Quand je rigole à ce sujet, Hansen-Løve s’y oppose. « Ce genre de sacralisation du cinéma et du réalisateur est quelque chose sur lequel je ne veux pas cracher. Je pense que c’est important pour le genre de cinéphiles auquel j’appartiens. Cela fait partie de la beauté du rapport à cet art.

Heureusement, Mia Hansen-Løve n’a pas été écrasée par le fardeau du grand homme alors qu’elle travaillait sur Fårö. Au lieu de cela, elle a été catalysée de manière créative pour écrire avec une liberté sans précédent. « Je ne peux pas vraiment expliquer, mais je n’ai jamais ressenti autant de légèreté et de quiétude et je dirais même d’espièglerie. »

Mia Wasikowska sur l'île Bergman.
Mia Wasikowska sur l’île Bergman. Photographie: CG Cinéma

Ce jeu séduisant ressort clairement de la façon dont le film brouille la fiction et la réalité. Lorsque Chris décrit son scénario à Tony, son idée prend vie devant nous sous la forme d’un film dans le film que nous regardons. C’est l’histoire d’une femme appelée Amy (Mia Wasikowska), qui ravive une liaison avec une ancienne flamme, Joseph (Anders Danielsen Lie), alors qu’ils assistent tous les deux au mariage d’un ami à Fårö.

Ensuite, le film de Hansen Love devient encore plus ludique et imaginatif. On voit Chris tourner le film qu’elle a décrit à Tony. Wasikowska et Lie apparaissent comme eux-mêmes, et Chris flirte avec Lie. C’est plus qu’une démolition brechtienne du quatrième mur. « C’est une vanité très complexe, mais il n’y a rien d’intellectuel dans la façon dont je l’ai écrit. C’était quelque chose de mystique, comme une vision.

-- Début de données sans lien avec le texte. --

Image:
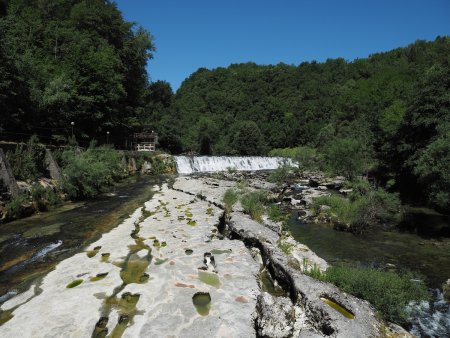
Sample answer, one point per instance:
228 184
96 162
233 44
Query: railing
145 147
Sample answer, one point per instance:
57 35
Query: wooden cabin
146 140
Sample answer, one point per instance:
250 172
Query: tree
432 167
347 157
247 139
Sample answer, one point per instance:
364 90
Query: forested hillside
393 109
70 60
64 61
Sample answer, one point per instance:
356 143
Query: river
31 247
421 245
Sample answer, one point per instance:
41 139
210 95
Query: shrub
388 292
306 158
346 156
15 207
87 173
275 214
27 161
253 203
281 174
361 211
229 199
43 197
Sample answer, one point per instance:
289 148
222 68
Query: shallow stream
420 245
31 247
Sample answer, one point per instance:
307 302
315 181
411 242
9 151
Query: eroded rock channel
179 267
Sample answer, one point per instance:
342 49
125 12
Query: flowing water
422 245
31 247
203 164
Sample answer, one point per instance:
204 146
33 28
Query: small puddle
202 302
159 261
5 316
74 283
98 277
267 284
209 278
220 252
134 269
343 311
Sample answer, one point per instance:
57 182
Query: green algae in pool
219 251
98 277
209 278
343 311
105 257
5 316
266 284
159 261
192 223
91 253
121 326
202 303
134 268
74 283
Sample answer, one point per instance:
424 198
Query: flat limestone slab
157 251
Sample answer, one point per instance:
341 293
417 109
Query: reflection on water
413 248
31 247
422 245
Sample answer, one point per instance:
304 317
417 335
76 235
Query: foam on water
201 164
430 318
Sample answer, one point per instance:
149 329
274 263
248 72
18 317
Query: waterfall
201 164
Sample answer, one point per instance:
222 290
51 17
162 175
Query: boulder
275 316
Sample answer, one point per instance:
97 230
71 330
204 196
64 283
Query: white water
430 319
201 164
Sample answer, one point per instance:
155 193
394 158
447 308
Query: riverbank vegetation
367 208
386 115
82 62
388 292
86 173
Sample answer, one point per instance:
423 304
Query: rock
295 202
275 316
396 331
146 168
313 183
446 290
324 208
345 192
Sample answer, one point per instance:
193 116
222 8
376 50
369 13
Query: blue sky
190 34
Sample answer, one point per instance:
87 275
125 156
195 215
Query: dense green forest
64 61
389 112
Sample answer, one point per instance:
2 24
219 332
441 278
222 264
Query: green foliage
347 157
27 161
253 203
281 174
88 172
388 292
305 157
432 167
15 208
275 213
229 199
71 61
43 197
247 139
366 207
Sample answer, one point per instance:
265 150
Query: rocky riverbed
180 267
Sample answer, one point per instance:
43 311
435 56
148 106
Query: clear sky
190 34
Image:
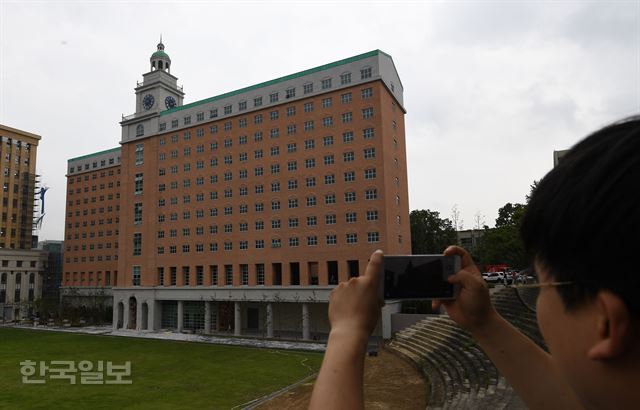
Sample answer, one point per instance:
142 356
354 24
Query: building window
228 275
137 213
213 271
330 219
137 244
368 133
349 197
310 182
369 153
329 179
308 125
329 199
290 93
370 194
311 201
136 276
348 156
260 273
349 176
139 154
329 159
138 182
370 173
307 88
309 144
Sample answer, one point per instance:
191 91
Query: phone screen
418 277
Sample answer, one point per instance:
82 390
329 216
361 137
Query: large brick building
20 266
243 210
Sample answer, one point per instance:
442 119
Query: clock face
170 102
147 101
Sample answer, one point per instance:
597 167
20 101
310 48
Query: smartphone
419 276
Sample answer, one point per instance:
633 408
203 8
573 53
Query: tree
430 234
503 243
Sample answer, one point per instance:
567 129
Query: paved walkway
166 335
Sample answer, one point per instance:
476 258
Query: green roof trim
160 54
94 154
278 80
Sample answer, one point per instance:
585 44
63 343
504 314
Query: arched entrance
120 317
145 317
133 309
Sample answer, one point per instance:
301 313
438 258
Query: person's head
582 226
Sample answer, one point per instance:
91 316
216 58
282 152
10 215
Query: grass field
165 374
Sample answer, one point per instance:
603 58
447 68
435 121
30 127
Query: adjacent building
20 266
242 211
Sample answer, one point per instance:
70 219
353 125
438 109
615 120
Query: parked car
493 277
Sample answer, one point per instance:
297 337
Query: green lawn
165 374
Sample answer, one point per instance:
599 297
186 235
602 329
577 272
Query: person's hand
354 305
472 308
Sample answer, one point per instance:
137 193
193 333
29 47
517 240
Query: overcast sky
491 88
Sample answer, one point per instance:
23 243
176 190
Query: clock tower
159 91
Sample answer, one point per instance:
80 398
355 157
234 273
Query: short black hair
582 223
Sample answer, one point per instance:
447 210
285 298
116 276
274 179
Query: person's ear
614 327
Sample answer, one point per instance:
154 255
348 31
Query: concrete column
125 314
207 317
180 315
306 333
237 316
217 316
156 315
270 320
115 313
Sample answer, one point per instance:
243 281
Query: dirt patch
389 383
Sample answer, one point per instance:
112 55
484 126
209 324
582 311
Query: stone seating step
469 373
453 379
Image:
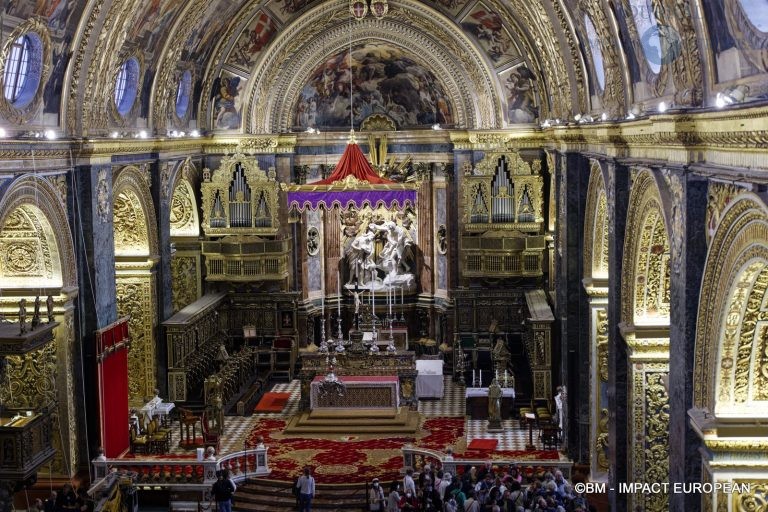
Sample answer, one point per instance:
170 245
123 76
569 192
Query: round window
126 86
183 93
23 70
597 53
756 12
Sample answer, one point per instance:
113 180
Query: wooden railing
415 458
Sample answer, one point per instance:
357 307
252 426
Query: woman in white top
394 498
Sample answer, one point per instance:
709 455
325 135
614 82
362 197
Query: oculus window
597 54
126 86
23 70
183 94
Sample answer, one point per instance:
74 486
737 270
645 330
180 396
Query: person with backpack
222 491
306 486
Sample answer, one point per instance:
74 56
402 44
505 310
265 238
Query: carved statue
49 307
501 355
36 314
23 316
360 257
494 402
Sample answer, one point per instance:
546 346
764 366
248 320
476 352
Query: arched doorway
731 358
135 258
37 255
596 285
645 301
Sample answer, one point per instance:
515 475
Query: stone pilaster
617 190
688 200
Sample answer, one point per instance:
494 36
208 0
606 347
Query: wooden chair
139 443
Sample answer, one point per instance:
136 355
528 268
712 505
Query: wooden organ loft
247 308
240 205
503 224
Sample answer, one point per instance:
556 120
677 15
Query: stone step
270 495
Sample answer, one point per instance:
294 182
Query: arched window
597 54
648 30
126 86
23 70
183 94
757 13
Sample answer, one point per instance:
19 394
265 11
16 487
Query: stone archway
186 279
645 327
731 355
37 259
596 285
136 254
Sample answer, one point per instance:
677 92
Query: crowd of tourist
484 489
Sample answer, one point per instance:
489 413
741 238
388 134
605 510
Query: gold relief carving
737 253
135 298
182 209
756 500
650 435
59 184
613 94
130 225
602 343
602 444
184 279
23 114
102 196
31 379
675 187
686 69
719 195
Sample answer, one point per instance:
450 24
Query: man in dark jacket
222 491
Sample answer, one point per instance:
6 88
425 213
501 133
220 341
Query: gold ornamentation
135 298
719 196
645 266
728 311
602 344
23 114
102 196
184 277
226 212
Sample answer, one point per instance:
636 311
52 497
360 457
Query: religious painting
520 93
204 37
738 30
384 81
150 27
286 319
486 26
227 101
452 6
252 41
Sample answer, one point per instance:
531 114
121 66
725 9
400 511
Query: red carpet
357 461
272 402
483 444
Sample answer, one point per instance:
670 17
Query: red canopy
354 163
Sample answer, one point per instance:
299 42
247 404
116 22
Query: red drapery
112 368
354 163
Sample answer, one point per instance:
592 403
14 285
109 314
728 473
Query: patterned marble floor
452 405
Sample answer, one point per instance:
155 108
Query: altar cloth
361 392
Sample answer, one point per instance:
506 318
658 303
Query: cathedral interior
210 209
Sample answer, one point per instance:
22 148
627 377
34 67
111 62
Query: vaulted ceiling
259 65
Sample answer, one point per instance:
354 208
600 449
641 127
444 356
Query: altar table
429 381
477 403
362 392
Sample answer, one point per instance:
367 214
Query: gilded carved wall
136 297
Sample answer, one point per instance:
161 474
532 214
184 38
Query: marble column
617 191
688 201
572 301
90 208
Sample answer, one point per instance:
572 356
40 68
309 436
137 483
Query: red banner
112 368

Son dernier film, One Fine Morning, qui sera présenté en première à Cannes ce mois-ci, a été réalisé en confinement et met en vedette Léa Seydoux en tant que mère célibataire. Une fois de plus, il puise dans la propre vie du réalisateur et explore un autre paradoxe émotionnel. « C’est le portrait d’une femme dont le père est en train de mourir, et elle est submergée par le chagrin et pourtant elle tombe amoureuse en même temps. Il s’agit de ces deux émotions impossibles qui coexistent. L’impossibilité, rit-elle, c’est ce que je veux montrer au cinéma.

Bergman Island est dans les cinémas britanniques à partir du 3 juin. One Fine Morning sera présenté à Cannes le 20 mai.